Hôtel de luxe cherche chefs étoilés désespérément

21 mars 2008

Restaurant thaïlandais offre 8.000 dollars (5.000 euros) à chef étoilé pour préparer un dîner de gala. L’offre de l’hôtel-restaurant Lebua de Bangkok semble alléchante, mais une vingtaine de cuisiniers de renom dans le monde ont déjà refusé de participer à ce que la presse décrit comme un indécent étalage de luxe sur fond de pauvreté.L’hôtel Lebua a déjà défrayé la chronique en organisant l’an dernier un festin, présenté comme le repas d’une vie, à 25.000 dollars (19.000 euros) le couvert. Six chefs étoilés au prestigieux guide Michelin avaient fait le voyage depuis l’Europe pour concocter ce dîner à dix plats, préparés avec les mets les plus fins et accompagnés de vins rares.

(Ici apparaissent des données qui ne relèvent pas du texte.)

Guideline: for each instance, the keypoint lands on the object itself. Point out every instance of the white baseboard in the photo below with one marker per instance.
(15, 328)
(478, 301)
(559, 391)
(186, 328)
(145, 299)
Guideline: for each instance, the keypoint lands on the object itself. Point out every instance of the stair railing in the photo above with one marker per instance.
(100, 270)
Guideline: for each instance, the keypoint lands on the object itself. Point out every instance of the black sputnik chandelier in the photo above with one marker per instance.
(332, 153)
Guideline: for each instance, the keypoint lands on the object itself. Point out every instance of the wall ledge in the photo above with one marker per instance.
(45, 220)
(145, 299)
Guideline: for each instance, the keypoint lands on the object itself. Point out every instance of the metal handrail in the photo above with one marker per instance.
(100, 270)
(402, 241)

Le 5 avril, l’hôtel de luxe compte proposer à nouveau un repas similaire, cette fois gratuitement, et a invité 50 de ses meilleurs clients pour l’occasion. L’établissement espère convaincre trois chefs étoilés au Michelin de préparer ce dîner de haute volée.

Mais il y a un hic! Avant le festin, les invités seront transportés par avion dans un village pauvre du nord de la Thaïlande et passeront l’après-midi dans cet environnement de misère. L’hôtel explique que c’est pour la bonne cause.

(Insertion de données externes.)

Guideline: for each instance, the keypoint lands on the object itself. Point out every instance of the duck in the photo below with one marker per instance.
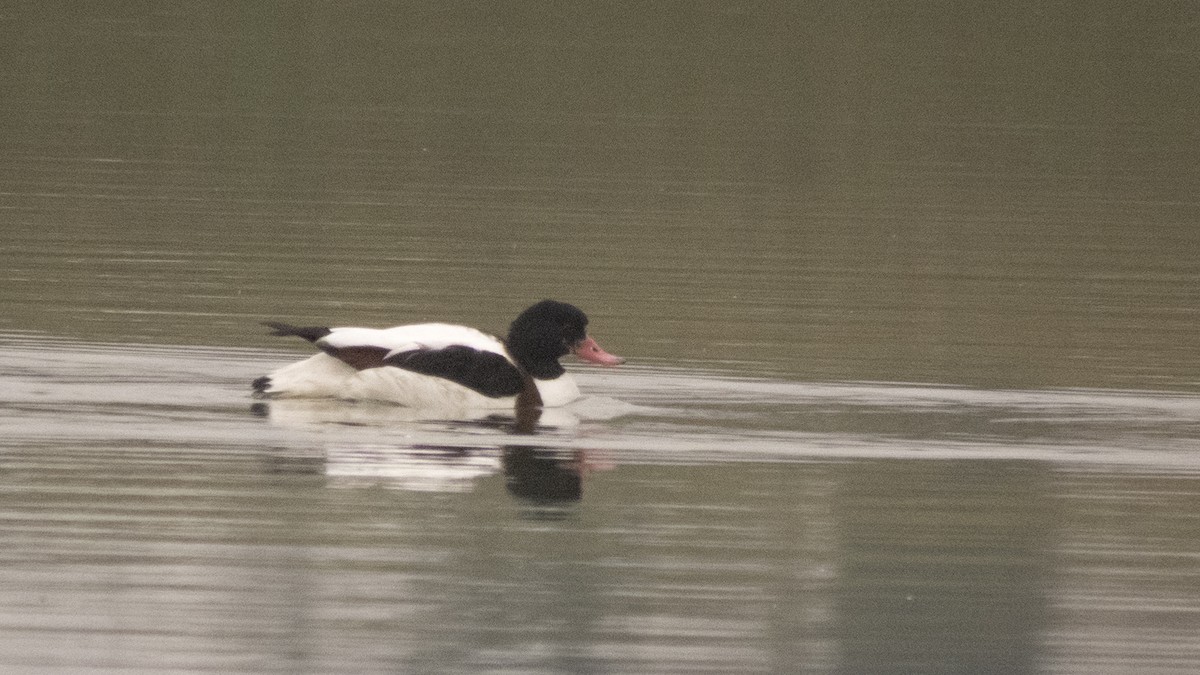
(442, 365)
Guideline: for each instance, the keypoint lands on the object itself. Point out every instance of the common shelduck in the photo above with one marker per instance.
(441, 365)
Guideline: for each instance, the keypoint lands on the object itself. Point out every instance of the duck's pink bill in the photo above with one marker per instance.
(591, 352)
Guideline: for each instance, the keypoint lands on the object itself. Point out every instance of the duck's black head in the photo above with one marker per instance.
(550, 330)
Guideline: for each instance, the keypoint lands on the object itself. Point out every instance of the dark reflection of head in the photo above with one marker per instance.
(541, 476)
(538, 475)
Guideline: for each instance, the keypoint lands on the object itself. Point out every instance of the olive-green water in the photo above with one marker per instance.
(910, 293)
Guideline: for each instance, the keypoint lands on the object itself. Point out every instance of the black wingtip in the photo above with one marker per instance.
(310, 333)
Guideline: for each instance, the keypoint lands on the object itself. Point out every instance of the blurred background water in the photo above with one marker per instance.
(910, 293)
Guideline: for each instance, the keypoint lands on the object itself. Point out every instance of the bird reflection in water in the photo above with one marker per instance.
(537, 475)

Son PDG, Deepak Ohri, souligne que les riches convives -des banquiers, gérants de casino et autres hommes d’affaires venus d’Amérique, d’Europe et d’Asie- seront invités à faire des dons pour financer une école, une clinique et d’autres infrastructures dont le village a besoin. « Nous voulons aider une région du monde où la plupart des gens ne sont jamais allés », plaide M. Deepak.

Reste que le dîner et l' »excursion » de bienfaisance coûteront à l’hôtel la bagatelle de 300.000 dollars (190.000 euros). Trois chefs français avaient initialement accepté l’offre du Lebua -Alain Soliveres (deux étoiles), Jean-Michel Lorain (trois étoiles) et Michel Trama (trois étoiles)- mais se sont désistés après le tollé suscité par l’annonce du projet dans les médias français. Des journaux ont présenté l’événement comme un indécent voyage de riches chez les pauvres.

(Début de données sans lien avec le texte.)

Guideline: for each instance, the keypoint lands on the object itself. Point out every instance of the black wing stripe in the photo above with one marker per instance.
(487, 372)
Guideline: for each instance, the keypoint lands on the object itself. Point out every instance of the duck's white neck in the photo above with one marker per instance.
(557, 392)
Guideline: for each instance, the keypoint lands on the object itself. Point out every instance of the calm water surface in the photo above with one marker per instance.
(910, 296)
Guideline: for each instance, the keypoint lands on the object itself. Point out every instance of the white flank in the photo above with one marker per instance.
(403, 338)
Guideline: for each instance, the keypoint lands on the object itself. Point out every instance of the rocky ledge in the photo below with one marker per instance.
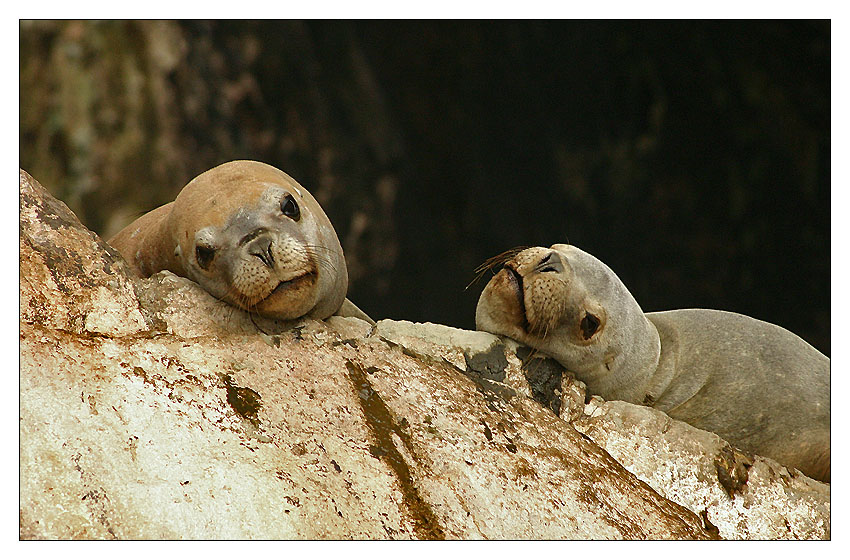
(149, 410)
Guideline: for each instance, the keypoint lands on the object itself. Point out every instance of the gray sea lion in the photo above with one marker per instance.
(250, 235)
(757, 385)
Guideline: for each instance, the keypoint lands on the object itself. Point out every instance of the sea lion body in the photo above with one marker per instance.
(757, 385)
(250, 235)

« On ne peut pas aller voir des gens qui vivent dans la misère et ensuite retourner à Bangkok pour manger du foie gras et des truffes », a souligné Alain Soliveres. « Cela a déclenché un énorme scandale en France. Je n’avais pas d’autre choix que de boycotter le repas », a-t-il ajouté dans un entretien téléphonique à l’Associated Press. De son côté, Jean-Michel Lorain a envoyé un courrier électronique à la direction du Lebua le 7 mars qualifiant l’événement de « malsain et moralement injustifiable ».

Les dirigeants du restaurant assurent que le repas aura bien lieu. Mais les chefs étoilés semblent désormais réticents à accepter son offre qui, outre les 8.000 dollars proposés pour quelques heures de travail, comprend l’aller-retour en avion et un hébergement de luxe à Bangkok.

« Nous sommes retournés en France et avons demandé à 15 autres chefs, et ils ont tous refusé », a reconnu M. Deepak en début de semaine. « Nous avons ensuite contacté un chef trois étoiles en Allemagne, mais il vient d’envoyer un e-mail expliquant qu’il a peur de perdre sa troisième étoile. » Le même scénario s’est reproduit avec quatre chefs officiant dans des restaurants étoilés au Japon.

Le guide Michelin n’a pas fait de commentaire sur le dîner controversé, mais récuse l’idée qu’un chef pourrait perdre une étoile parce qu’il l’aurait préparé. « Le guide Michelin décerne des étoiles uniquement sur la base de ce qui est dans l’assiette dans le restaurant d’un chef », souligne Jean-Luc Naret, son directeur.